San Francisco, CA
Transportation, Community safety and policing | 2025
Facilitating the development of noncarceral, community-informed transit safety solutions.
Hateful sentiment—even violence—against Asians, immigrants, and other people of color has risen alarmingly. Public transit is one common place where anti-Asian hate occurs. According to a 2023 Stop AAPI Hate and NORC survey, 27 percent of Asian Americans/Pacific Islanders nationwide experienced hate, such as verbal harassment and physical assault, on public transit. Harassment and other abuse on transit can restrict many immigrants in San Francisco’s Chinatown from access to jobs, school, health care, and other resources for thriving.
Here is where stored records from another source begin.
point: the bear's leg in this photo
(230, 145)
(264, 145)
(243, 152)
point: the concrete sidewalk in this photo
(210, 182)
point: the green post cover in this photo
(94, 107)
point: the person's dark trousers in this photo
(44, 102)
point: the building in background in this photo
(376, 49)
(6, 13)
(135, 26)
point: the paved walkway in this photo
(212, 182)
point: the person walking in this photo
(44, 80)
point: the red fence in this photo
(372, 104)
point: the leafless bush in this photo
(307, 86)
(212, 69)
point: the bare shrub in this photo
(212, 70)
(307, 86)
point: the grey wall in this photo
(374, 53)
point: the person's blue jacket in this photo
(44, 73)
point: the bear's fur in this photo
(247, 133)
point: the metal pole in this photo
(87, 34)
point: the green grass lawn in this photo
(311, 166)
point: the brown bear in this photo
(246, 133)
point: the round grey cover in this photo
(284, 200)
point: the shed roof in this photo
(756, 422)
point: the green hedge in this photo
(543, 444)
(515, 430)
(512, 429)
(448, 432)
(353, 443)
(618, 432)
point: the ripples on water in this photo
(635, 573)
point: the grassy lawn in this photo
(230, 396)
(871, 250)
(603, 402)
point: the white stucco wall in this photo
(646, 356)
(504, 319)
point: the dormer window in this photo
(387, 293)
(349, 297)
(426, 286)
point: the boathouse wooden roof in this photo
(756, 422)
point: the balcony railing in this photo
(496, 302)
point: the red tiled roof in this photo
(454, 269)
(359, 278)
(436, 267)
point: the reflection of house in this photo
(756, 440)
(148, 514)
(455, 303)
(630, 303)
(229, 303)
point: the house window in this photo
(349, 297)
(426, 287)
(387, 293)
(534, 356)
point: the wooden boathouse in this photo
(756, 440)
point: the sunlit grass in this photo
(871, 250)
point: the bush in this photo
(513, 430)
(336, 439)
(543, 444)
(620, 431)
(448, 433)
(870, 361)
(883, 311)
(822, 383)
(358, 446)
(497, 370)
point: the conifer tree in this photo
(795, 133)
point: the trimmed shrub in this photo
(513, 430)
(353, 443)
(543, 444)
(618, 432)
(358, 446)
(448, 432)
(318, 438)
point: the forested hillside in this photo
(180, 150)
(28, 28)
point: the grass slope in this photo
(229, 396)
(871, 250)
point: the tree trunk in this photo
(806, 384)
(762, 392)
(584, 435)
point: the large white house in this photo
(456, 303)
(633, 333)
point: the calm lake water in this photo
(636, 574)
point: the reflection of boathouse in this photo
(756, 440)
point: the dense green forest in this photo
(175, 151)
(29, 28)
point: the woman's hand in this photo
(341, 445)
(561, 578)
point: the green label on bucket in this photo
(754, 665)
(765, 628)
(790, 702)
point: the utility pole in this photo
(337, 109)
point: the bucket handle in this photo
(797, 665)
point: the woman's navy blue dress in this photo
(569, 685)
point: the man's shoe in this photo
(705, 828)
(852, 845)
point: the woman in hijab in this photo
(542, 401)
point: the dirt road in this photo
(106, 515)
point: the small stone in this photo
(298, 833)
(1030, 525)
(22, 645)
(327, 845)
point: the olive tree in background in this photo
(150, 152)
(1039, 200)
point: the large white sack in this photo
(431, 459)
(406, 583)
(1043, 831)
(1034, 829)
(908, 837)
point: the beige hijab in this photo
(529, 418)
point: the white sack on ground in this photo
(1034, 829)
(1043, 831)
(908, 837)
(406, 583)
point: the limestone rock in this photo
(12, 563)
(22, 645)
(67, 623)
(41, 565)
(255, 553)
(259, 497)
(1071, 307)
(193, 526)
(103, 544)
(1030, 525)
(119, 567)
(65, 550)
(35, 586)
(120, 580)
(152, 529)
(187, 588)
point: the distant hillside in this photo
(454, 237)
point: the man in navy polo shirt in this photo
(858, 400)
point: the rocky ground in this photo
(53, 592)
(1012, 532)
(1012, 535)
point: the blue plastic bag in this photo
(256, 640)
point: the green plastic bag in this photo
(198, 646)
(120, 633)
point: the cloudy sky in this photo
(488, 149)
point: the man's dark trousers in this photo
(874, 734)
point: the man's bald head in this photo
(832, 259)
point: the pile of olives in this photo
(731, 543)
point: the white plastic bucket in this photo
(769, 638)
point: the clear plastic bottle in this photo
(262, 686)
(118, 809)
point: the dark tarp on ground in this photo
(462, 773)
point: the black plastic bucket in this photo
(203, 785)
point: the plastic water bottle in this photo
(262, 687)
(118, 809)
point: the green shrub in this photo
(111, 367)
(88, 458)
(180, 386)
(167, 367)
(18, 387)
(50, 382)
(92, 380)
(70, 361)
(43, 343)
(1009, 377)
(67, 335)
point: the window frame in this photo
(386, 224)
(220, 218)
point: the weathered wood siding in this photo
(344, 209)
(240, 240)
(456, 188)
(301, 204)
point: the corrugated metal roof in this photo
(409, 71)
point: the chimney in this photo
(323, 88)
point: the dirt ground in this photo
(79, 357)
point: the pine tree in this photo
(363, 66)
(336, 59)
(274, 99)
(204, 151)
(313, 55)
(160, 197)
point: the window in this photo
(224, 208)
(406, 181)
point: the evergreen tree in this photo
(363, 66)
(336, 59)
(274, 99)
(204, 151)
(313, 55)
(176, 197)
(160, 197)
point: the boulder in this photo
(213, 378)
To address transit safety for Chinatown residents, Chinese for Affirmative Action, an immigrant rights and social justice organization, will conduct transit audits and engage stakeholders to recommend improvements in transit safety.
Chinese for Affirmative Action plans to conduct safety audits of two transit lines that serve San Francisco’s Chinatown. In a safety audit, individual transit users observe and collect data to document factors such as lighting and the presence of transit staff and signage in multiple signage. Using previously collected focus group and survey data, along with the results of the safety audits, Chinese for Affirmative Action will produce a report analyzing these data and recommending noncarceral solutions.
The Coalition for Community Safety and Justice is a group of four organizations: Chinese for Affirmative Action, Chinese Progressive Association, Chinatown Community Development Center, and Community Youth Center. This coalition will use the report to advocate for noncarceral safety policies in conversations with the San Francisco Municipal Transportation Agency and a local city councilmember. Through this work, the Coalition for Community Safety and Justice hopes to implement community-based recommendations to improve transit safety in Chinatown and provide an alternative to carceral policies that disproportionately hurt Black and Brown communities. Increased safety will improve transit access for all communities, including Asians, immigrants, and people of color, leading to better health and economic activity.